Músico pernambucano está entre o vigor do embate e a ternura do amor em disco que fala muito sobre o Brasil atual

Foto: Máquina 3/Divulgação.

O músico pernambucano (natural de Petrolina) Zé Manoel lança o seu novo disco, Do Meu Coração Nu. A produção é do músico, compositor e produtor musical baiano Luisão Pereira. O trabalho traz questões raciais em política em uma sonoridade que passeia entre o embate e o acalento.

“História Antiga”, que abre o disco, começa a narrativa em 2019, mas poderia ser em qualquer outro ano desde a chegada dos povos africanos em terras americanas até hoje, pois fala sobre o histórico de violências e da luta de resistência do povo preto, aliado ao povo indígena, povos historicamente massacrados e marginalizados no Brasil.
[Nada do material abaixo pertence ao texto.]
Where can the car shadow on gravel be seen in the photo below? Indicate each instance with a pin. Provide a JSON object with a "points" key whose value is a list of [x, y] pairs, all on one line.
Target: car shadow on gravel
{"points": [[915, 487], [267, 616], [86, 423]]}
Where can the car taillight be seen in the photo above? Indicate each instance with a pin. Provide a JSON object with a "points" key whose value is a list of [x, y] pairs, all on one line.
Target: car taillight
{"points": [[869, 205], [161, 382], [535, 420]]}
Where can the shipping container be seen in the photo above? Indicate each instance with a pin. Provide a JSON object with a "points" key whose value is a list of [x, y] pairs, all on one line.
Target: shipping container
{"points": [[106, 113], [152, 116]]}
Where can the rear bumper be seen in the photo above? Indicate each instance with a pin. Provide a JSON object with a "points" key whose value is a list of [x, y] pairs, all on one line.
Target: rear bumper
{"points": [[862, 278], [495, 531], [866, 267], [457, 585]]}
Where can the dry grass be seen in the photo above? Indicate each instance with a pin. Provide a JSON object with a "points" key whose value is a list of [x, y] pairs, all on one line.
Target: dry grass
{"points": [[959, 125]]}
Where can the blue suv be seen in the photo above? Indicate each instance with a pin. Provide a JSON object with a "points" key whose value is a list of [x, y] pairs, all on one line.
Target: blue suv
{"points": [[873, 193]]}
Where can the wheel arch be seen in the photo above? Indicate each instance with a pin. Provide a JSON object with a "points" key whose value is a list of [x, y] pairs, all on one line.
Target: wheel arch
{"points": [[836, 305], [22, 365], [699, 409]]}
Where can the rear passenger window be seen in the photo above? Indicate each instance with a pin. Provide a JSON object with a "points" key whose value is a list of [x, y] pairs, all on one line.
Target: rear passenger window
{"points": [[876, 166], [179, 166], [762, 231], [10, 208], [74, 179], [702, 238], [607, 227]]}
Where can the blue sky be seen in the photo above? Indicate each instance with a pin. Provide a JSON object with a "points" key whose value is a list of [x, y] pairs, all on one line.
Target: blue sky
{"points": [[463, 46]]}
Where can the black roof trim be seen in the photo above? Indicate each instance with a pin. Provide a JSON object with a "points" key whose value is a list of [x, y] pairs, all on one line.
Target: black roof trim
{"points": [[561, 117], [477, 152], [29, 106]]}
É uma faixa bem triste, mas que finaliza com uma perspectiva de renascimento, de luta.

Ao longo do trabalho, Manoel vai traçando uma narrativa sobre a invisibilização do povo preto e indígena e como as histórias desses povos precisam ser finalmente conhecidas como também recriadas. Essa questão vem pontuada pela fala da historiadora sergipana Beatriz Nascimento, que inclusive dá nome a uma das faixas.

O disco se despede com a música “Adupé Obaluaê” evocando a cura a todos os nossos traumas através de pedidos de agradecimento ao orixá “Obaluaê”.

O novo álbum traz ainda participações de Kassin, Stephane San Juan, a poeta Bell Puã (que recita a poesia “Prelúdio Para Iluminar o Rolê”), Gabriela Riley e Luedji Luna (na faixa “Não Negue Ternura”).

O disco é um lançamento da Jóia Moderna e terá a versão física lançada na Passa Disco, no Recife.